Ледогоров тормознул, присел к упавшей. На обескровленном лице выделялись синюшные губы хронической сердечницы. Глаза смотрели с тоскливым выражением покорности. Покорности судьбе, собственным немощам, этой вселенской хляби, равнодушно принявшей ее в студёные объятия. Картину дополняли повязанный на голову чёрный вдовий платок и выбившиеся из-под него седые патлы.

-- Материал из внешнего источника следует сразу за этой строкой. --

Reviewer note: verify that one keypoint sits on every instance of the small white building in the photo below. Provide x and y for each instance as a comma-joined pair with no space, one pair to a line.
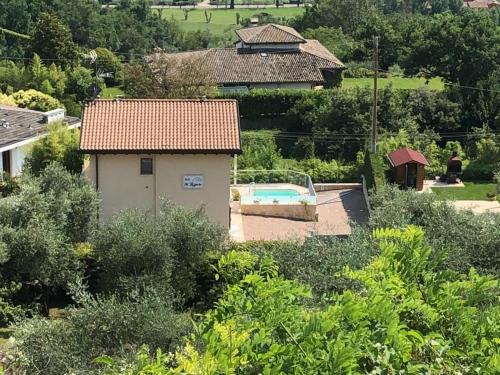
144,150
19,128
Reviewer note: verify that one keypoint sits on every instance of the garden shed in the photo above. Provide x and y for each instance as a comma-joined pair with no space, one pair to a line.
408,168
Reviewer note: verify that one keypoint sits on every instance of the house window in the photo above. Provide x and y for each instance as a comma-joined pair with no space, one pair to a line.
146,166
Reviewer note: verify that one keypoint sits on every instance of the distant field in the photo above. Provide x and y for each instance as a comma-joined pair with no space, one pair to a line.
223,19
472,191
397,83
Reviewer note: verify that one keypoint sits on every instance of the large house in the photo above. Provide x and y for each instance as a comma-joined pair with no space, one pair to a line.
144,150
19,128
270,56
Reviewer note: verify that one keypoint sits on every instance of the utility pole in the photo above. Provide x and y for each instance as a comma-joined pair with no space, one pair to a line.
375,95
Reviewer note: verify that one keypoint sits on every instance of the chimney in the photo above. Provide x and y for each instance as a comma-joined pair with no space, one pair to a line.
53,116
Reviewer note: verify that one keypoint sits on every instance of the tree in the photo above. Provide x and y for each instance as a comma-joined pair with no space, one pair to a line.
170,76
35,100
51,39
60,145
108,62
81,83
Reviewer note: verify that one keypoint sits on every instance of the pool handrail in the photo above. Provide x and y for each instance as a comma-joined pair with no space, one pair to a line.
309,183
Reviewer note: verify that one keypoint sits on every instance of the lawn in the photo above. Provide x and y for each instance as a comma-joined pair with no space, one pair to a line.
473,191
397,83
223,19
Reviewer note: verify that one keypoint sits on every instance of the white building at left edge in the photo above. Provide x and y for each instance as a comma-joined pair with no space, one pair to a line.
19,128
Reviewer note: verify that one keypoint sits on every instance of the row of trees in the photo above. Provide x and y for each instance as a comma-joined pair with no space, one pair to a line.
394,299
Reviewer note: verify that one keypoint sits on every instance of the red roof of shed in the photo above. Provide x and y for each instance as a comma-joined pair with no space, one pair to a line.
405,155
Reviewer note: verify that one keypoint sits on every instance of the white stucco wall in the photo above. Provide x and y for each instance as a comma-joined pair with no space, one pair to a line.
17,156
121,185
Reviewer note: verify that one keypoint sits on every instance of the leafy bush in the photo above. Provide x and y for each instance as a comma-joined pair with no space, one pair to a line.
8,185
462,237
39,225
135,249
318,261
409,317
101,326
38,101
60,145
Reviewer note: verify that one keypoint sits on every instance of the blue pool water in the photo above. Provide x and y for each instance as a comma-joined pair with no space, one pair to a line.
276,196
275,193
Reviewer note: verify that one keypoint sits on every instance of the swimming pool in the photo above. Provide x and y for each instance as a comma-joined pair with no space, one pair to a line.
276,196
275,193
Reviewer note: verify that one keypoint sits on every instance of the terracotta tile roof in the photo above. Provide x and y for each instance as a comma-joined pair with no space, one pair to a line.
169,126
269,34
405,155
24,124
315,48
230,67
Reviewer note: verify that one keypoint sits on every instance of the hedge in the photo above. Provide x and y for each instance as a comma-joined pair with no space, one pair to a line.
260,103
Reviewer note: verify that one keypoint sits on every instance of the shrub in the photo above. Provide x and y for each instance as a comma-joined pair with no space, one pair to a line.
409,316
60,145
463,238
8,185
38,227
114,326
38,101
318,261
136,249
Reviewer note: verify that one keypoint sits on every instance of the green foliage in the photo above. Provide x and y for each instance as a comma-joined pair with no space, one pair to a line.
60,145
108,62
409,317
112,326
39,225
8,185
463,238
52,39
35,100
318,261
259,151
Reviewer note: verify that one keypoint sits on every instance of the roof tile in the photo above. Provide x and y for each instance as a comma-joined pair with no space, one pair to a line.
176,126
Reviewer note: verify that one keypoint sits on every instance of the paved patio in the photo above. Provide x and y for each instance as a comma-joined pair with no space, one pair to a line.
336,210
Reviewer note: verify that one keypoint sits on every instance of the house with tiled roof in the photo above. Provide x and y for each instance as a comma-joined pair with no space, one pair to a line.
270,56
142,151
20,128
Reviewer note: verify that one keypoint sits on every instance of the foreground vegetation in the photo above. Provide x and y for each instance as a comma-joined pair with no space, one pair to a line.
395,299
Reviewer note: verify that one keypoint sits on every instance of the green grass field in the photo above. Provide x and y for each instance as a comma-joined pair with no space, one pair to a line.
397,83
223,20
473,191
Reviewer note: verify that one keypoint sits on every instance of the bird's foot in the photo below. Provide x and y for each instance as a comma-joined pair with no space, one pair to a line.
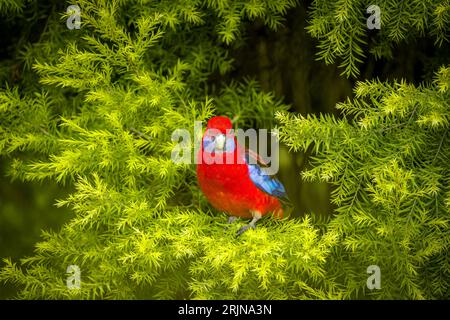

В воображении Роджера сложился образ старой почтальонши, таскающей по опостылевшей улице своей жизни неистощимую сумку с газетами-письмами-извещениями. Теперь вот и сама, кажется, получила извещение от кого-то там сверху: «Вам надлежит безотлагательно явиться в отделение кардиологии, реанимации (нужное подчеркнуть). При себе обязательно иметь медицинский страховой полис и больное сердце».
Ледогоров осторожно приподнял голову «почтальонши»:
– Вам плохо? Вызвать «Скорую»?
– Не надо. Вот только помогите подняться.
Не думая о том, что безнадёжно пачкается, он поставил женщину на ноги, но она тут же качнулась, уткнувшись лицом в грудь Роджера.
– Простите. Сейчас всё будет нормально.
Ее рука скользнула в карман куртки, отвинтила какой-то тюбик и забросила под язык сразу две белые таблетки.